Beaverishness on a gigantic scale was manifest last week when President Hoover, energetic engineer, unfolded at Cincinnati his administration's plan for developing U. S. inland waterways into one vast closeknit system of cheap transportation. The same instinct which sets him to building toy dams and clearing out rock-choked channels in tiny mountain streams moved him to advocate a river improvement policy which will cost approximately a billion dollars.

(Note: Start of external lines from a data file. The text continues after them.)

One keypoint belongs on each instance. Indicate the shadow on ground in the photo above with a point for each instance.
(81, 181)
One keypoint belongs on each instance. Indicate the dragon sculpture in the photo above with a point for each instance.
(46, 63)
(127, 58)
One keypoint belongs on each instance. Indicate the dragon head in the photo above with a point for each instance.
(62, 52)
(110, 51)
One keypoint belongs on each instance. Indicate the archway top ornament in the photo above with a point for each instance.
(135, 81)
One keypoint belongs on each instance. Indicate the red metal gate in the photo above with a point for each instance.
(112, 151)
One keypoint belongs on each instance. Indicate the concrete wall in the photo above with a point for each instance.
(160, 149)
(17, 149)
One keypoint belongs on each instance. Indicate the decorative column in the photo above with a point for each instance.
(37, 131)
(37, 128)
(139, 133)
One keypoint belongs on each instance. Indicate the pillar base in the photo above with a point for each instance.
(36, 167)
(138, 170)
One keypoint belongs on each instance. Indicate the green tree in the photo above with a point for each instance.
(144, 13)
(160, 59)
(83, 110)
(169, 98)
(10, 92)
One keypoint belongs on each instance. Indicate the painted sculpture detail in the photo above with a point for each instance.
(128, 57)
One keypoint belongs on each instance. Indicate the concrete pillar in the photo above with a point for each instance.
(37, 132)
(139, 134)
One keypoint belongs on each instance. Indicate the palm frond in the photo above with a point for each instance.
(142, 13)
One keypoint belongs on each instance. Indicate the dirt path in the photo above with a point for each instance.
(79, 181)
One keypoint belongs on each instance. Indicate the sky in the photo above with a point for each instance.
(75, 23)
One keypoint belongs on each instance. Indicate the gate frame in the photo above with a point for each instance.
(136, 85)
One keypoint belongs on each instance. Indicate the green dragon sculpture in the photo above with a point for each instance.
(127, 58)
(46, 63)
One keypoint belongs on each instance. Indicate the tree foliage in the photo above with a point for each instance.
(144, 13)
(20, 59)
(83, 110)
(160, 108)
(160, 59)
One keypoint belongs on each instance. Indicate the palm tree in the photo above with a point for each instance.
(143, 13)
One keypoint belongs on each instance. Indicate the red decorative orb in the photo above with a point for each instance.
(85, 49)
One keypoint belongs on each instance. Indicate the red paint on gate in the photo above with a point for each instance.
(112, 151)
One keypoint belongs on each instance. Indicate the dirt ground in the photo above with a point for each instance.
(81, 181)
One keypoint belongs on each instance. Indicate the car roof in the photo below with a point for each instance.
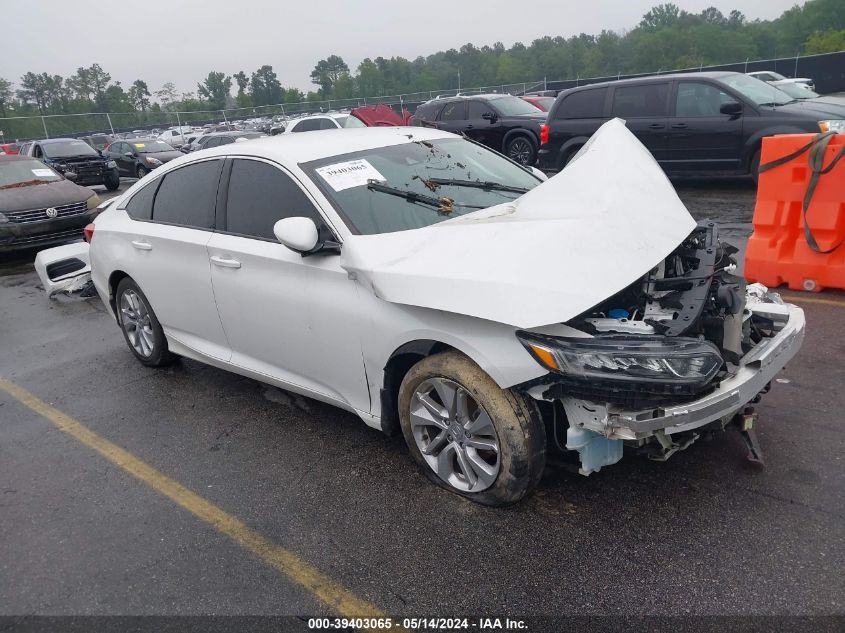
(292, 149)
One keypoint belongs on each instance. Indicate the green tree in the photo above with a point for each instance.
(215, 89)
(242, 99)
(167, 94)
(264, 87)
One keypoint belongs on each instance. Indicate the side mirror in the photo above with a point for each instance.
(731, 107)
(298, 234)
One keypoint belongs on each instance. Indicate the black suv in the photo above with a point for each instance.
(76, 160)
(504, 123)
(693, 123)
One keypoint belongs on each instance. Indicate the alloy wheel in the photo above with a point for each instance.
(455, 435)
(135, 320)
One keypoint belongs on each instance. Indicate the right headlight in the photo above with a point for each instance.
(675, 360)
(833, 125)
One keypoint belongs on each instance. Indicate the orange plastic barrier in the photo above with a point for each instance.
(781, 248)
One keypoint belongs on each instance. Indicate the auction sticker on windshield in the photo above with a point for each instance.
(353, 173)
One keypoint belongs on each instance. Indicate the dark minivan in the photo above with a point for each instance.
(693, 123)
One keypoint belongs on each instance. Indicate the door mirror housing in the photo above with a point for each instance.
(733, 108)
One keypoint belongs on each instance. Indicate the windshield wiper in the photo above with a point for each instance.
(477, 184)
(443, 204)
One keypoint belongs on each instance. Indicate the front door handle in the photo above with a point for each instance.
(224, 262)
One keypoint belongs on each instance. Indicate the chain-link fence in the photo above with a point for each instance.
(828, 71)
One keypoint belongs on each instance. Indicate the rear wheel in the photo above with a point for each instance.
(754, 166)
(521, 150)
(112, 182)
(140, 326)
(469, 435)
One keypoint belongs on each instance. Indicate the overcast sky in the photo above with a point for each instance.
(182, 40)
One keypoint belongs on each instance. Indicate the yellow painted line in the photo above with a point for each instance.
(340, 599)
(801, 299)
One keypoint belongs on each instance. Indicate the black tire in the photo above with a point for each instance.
(754, 166)
(521, 149)
(159, 355)
(112, 182)
(515, 417)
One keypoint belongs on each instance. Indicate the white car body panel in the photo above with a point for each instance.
(507, 263)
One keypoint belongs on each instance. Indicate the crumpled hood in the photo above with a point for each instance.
(571, 242)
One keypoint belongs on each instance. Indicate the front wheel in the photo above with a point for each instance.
(469, 435)
(521, 150)
(141, 328)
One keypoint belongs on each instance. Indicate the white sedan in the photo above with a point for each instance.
(428, 284)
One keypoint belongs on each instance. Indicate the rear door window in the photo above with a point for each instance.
(585, 104)
(259, 196)
(641, 100)
(308, 125)
(187, 195)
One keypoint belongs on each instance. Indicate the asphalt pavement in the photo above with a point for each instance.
(706, 533)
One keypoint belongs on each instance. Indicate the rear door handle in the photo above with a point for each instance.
(224, 262)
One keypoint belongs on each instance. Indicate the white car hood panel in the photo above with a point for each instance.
(568, 244)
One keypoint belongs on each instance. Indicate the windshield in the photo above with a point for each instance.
(408, 168)
(148, 146)
(513, 106)
(798, 91)
(15, 172)
(353, 121)
(67, 149)
(757, 91)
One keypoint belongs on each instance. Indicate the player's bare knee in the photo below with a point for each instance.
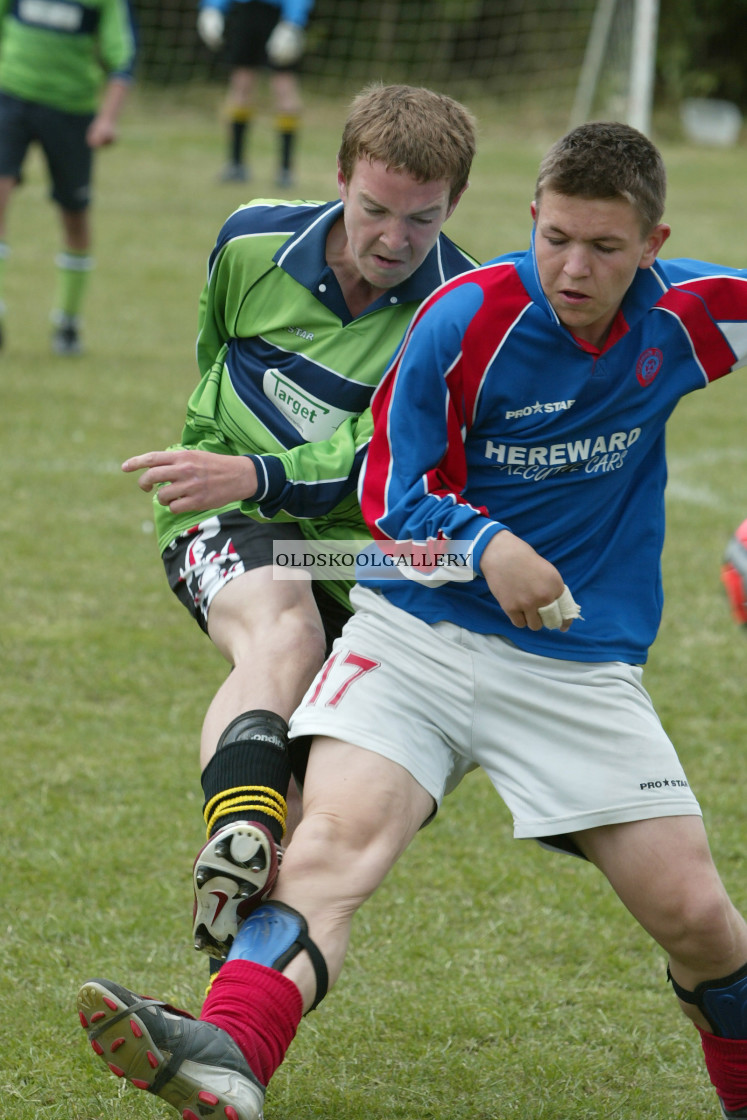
(702, 929)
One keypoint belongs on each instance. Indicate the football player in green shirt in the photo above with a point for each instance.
(305, 305)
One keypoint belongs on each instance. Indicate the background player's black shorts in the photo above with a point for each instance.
(199, 561)
(249, 26)
(62, 139)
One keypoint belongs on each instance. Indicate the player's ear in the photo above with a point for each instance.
(342, 186)
(653, 244)
(453, 204)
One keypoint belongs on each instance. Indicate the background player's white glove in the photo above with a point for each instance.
(209, 27)
(286, 44)
(562, 610)
(734, 574)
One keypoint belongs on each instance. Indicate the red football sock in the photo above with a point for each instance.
(259, 1008)
(726, 1061)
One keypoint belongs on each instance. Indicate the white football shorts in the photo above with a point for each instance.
(568, 745)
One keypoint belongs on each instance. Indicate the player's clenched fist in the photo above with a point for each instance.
(190, 479)
(523, 581)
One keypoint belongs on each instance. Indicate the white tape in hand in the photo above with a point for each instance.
(286, 44)
(562, 610)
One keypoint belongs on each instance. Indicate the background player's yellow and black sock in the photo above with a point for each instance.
(248, 776)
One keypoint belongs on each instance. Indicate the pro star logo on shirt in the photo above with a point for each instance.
(309, 416)
(59, 17)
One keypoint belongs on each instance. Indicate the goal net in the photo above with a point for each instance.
(565, 59)
(522, 49)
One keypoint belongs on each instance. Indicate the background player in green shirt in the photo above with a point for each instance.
(305, 305)
(54, 61)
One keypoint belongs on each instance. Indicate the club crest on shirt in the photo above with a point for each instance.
(649, 365)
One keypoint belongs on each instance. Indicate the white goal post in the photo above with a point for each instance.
(617, 74)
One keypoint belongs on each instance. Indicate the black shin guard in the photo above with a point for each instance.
(248, 776)
(724, 1002)
(272, 936)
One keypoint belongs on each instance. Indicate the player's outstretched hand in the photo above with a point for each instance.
(190, 479)
(522, 580)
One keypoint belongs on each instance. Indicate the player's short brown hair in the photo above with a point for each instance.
(410, 129)
(607, 159)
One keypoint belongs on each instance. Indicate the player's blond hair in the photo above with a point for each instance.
(410, 129)
(607, 159)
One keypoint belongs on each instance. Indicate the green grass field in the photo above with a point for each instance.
(487, 980)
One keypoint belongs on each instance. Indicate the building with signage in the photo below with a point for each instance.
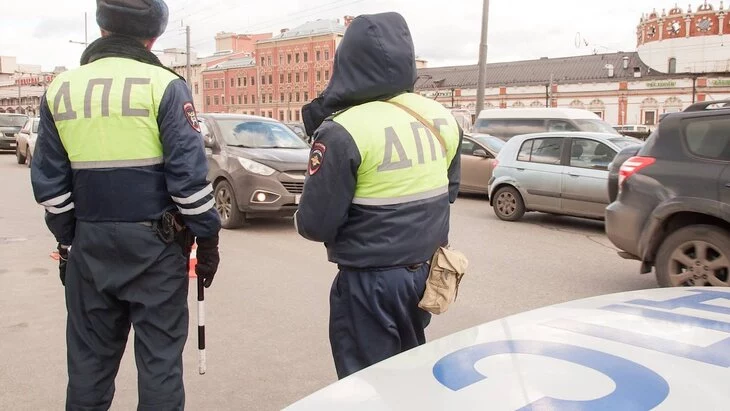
(674, 65)
(22, 85)
(279, 76)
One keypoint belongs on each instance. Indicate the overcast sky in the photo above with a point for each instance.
(445, 32)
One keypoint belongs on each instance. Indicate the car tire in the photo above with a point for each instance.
(227, 206)
(679, 264)
(508, 204)
(21, 158)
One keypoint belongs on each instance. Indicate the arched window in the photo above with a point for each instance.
(672, 65)
(577, 104)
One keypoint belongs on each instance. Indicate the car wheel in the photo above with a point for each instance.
(697, 255)
(508, 204)
(18, 156)
(227, 207)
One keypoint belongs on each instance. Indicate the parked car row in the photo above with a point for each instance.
(257, 166)
(561, 172)
(10, 125)
(672, 209)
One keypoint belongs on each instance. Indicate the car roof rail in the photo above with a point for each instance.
(707, 105)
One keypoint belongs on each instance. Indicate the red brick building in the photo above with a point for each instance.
(282, 73)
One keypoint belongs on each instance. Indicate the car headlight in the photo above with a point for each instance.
(256, 168)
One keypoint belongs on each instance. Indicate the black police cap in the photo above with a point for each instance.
(145, 19)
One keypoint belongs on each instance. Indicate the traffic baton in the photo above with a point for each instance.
(192, 262)
(201, 327)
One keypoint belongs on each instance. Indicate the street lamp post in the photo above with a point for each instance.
(482, 82)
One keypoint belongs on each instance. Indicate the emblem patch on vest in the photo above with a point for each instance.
(189, 111)
(316, 158)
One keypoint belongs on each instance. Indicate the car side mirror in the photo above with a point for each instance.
(209, 141)
(480, 153)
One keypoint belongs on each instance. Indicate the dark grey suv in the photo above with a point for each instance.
(672, 212)
(257, 166)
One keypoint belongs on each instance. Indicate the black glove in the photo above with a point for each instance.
(208, 259)
(62, 261)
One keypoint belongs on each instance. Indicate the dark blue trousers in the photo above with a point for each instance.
(119, 275)
(374, 315)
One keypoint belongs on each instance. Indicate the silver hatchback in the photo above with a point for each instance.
(560, 173)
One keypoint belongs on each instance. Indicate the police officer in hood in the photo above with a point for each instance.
(121, 171)
(378, 191)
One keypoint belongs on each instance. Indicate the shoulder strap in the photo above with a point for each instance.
(423, 121)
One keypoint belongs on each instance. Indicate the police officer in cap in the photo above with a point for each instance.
(383, 170)
(121, 171)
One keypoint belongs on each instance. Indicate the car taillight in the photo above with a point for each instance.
(632, 166)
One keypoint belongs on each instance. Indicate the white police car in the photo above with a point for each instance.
(664, 349)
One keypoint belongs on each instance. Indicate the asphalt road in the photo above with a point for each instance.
(267, 310)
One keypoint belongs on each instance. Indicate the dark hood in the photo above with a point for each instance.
(374, 61)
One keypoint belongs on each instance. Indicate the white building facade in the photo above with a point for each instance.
(666, 74)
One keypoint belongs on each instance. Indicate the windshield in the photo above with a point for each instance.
(595, 126)
(12, 121)
(259, 134)
(493, 143)
(622, 143)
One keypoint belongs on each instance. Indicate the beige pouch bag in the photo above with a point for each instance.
(442, 287)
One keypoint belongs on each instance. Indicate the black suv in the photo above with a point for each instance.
(673, 206)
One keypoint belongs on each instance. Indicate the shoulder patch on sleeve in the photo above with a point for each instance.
(316, 158)
(192, 117)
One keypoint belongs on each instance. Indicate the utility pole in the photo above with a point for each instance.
(86, 33)
(188, 72)
(482, 83)
(549, 92)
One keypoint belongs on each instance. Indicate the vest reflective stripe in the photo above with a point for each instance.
(401, 160)
(195, 197)
(60, 210)
(106, 112)
(198, 210)
(85, 165)
(58, 200)
(401, 200)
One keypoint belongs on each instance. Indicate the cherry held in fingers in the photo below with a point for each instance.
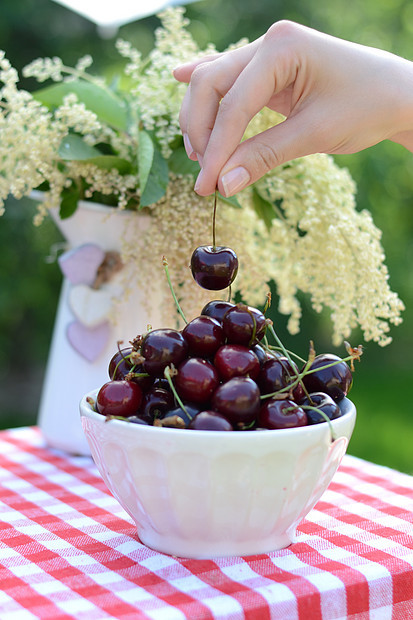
(214, 267)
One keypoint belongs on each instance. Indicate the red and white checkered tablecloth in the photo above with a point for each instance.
(68, 550)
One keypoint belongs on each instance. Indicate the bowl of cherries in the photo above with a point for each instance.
(215, 438)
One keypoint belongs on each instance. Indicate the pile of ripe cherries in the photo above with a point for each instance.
(218, 373)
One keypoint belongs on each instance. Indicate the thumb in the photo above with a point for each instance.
(253, 158)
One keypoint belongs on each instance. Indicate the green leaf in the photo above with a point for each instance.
(146, 150)
(108, 162)
(158, 180)
(69, 200)
(105, 104)
(264, 208)
(179, 163)
(73, 147)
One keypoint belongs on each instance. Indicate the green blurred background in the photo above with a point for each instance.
(30, 283)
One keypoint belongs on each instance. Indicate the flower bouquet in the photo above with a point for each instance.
(116, 141)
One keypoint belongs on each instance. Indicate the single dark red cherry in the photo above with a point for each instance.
(177, 417)
(136, 419)
(155, 402)
(323, 402)
(214, 268)
(204, 336)
(281, 414)
(235, 360)
(216, 309)
(278, 373)
(161, 348)
(238, 400)
(244, 325)
(336, 380)
(119, 398)
(210, 421)
(197, 380)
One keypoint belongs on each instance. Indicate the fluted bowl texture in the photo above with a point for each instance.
(206, 494)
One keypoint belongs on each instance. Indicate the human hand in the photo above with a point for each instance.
(337, 96)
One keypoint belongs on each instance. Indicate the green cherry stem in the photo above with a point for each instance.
(167, 375)
(214, 216)
(287, 355)
(168, 277)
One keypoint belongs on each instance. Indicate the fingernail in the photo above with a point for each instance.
(234, 180)
(198, 181)
(188, 146)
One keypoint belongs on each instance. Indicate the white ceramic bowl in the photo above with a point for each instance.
(206, 494)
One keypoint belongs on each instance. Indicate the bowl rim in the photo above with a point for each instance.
(87, 411)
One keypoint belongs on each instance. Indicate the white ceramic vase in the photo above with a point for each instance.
(69, 373)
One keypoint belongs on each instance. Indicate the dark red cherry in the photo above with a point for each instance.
(235, 360)
(119, 398)
(336, 380)
(322, 401)
(161, 348)
(276, 374)
(120, 364)
(204, 336)
(154, 403)
(281, 414)
(197, 380)
(244, 325)
(238, 400)
(214, 268)
(177, 417)
(210, 421)
(216, 309)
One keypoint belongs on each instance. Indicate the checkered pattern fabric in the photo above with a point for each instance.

The occasion for this declaration of policy was the completion of the canalization of the Ohio River from Pittsburgh, Pa., to Cairo, Ill. (967 mi.). Fifty wicket locks now maintain a nine-foot all-year channel down this historic stream, first traversed (1669) by Explorer La Salle, admired by Surveyor George Washington, developed by President James Monroe. Into its brown waters have been poured $150,000,000 to permit stumpy little tugs to haul 50 million tons of coal, iron, gravel and sand on steel barges back and forth each year.

The Hoover program: 1). A consolidation of inland waterways into one system, with no more "patchwork of disconnected local improvements [which] has in the past been the sink for hundreds of millions of public money."

2). Development of the Mississippi as the north-south trunk line and the "modernization" of its tributaries, to create a 9,000-mi. water transportation system in the heart of the U. S. Of this, 3,800 mi. now have a channel six feet deep or better, leaving 5,000 mi. for U. S. development Chief tributaries for improvement: Illinois (Chicago-to-the-Gulf route), Missouri (high into the wheat country), Arkansas (west to the oil fields), Tennessee (through the coal lands). Time limit: five years.

3). Great Lakes-St. Lawrence seaway "whenever our Canadian friends have overcome those difficulties that lie in the path." Time: ten years. Cost: "After we have disposed of the electrical power, we could contract the entire construction for less than $200,000,000 divided between the two Governments."

4). Channel improvements in the Great Lakes with stabilization of their levels.

5). Addition of 1,000 mi. to the existing 746 mi. of intracoastal canals. Time: less than ten years.

6). Re-examination of the Mississippi Flood Control Plan, with possible readjustments of floodways below the Arkansas.

7). "Unceasing development of our harbors and the littoral waterways."

These combined projects equal about three Panama Canals. But, warned President Hoover, their completion "is not the dream of the visionaries--it is the march of the Nation." To their construction he pledged himself "with all the expedition which sound engineering will permit."

Costs. Today the U. S. is spending $50,000,000 per year on river and harbor development, $35,000,000 on flood control. President Hoover predicted that his program could be undertaken and carried through by the expenditure of only an additional $10,000,000 per year -- or $20,000,000 if the Great Lakes-St. Lawrence seaway were included.

Where the money might come from: "This annual increase is equal to the cost of one-half of one battleship. If we are so fortunate as to save this annual outlay on naval construction as the result of the forthcoming naval conference in London, nothing could be a finer or more vivid conversion of swords into plowshares."

Objections. Nipped by freight competition, railroad executives have in the past been the chief critics of the Government's waterway development program. Last fortnight at the Pittsburgh canal ceremony was observed a significant change. Six railroad presidents (Pennsylvania, New York Central, Baltimore & Ohio, Erie, Chesapeake & Ohio, Pittsburgh & West Virginia) attended to pledge cooperation. Suggested was the formation of an American Council of Transportation headed by Secretary of Commerce Lament.

Objectors among rail men to the President's program, however, were still to be found at a meeting of the Associated Traffic Clubs of America at St. Louis. There Henry Albert Palmer of Chicago, chairman of the association's board and editor of Traffic World, cried vehemently: "From every aspect the government's policy on waterway expenditures is unfair, unsound and immoral. I can think of no reason why President Hoover should take the stand he has. Perhaps it is because he is an engineer by profession. He seems to be regarded as a sort of temporal Pope --infallible."